As the game makers are continuously designing and playing the game, they make changes to the game based on feedback from the players. For example, the art forgery game ended up incorporating cheating.
“We realized unintentional cheating was happening a lot because there was so much chaos,” Cheves said. “So why not make it part of the game? That [way] you’ve got to watch over other people and if you see them cheat you get to take advantage of what they were cheating on.”
Cheves said the best way to come up with new mechanics is simply to play a whole bunch of games that are already published.
Which means there might be more game designers joining the group in the future, because people have been playing a lot more board games in the last few years. Just ask someone who works at a board game store.
“We’ve had a lot of folks come in that are just moved to town or are new to the area or just looking for a way to get out of their house on the weekends,” said Alex Hart, who works at the Portland location of Guardian Games. “So it’s been an awesome way to bring the community together.”

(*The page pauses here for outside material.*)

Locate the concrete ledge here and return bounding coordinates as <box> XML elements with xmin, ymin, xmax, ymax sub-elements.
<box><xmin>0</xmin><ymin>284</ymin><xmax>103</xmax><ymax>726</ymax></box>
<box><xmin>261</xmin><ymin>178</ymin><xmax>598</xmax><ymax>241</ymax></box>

Hart runs a board game open play night at the store and considers himself a board game sommelier. He also makes videos reviewing or recommending board games on YouTube and TikTok.
During the weekly meetup, Hart serves as a game instructor and bartender.
“But also sort of be a matchmaker amongst these people,” Hart said, “to introduce new folks to one another… We are in the thick of board game season now. I look outside, I see it’s gray, and I’m like ‘perfect.’ This is great. Nobody wants to walk outside, everybody wants to come in and play board games with me.”
Brendon Cheves agrees with that assessment for why the pull of a good game seems particularly strong in the Pacific Northwest.
“Because it rains all the time,” Cheves said. “What else are you gonna do?”
He also pointed to a general culture of inclusion in the region, although the board game community still struggles when it comes to making sure everyone feels welcome.
“We don’t have very many women,” says Cheves. “But I think that’s true for most of the board gaming groups in town. It’d be nice if we could figure out a way to change it.”
Cheves doesn’t see the need for new board games dying down any time soon, so he’s got time to think of ways to draw in more gender diversity.
In the meantime, the members of the Stumptown Gamecrafters' Guild will keep growing their community with each roll of the dice, or every card drawn, whatever mechanic they dream up next to drive toward victory, or at the very least win a few more friends.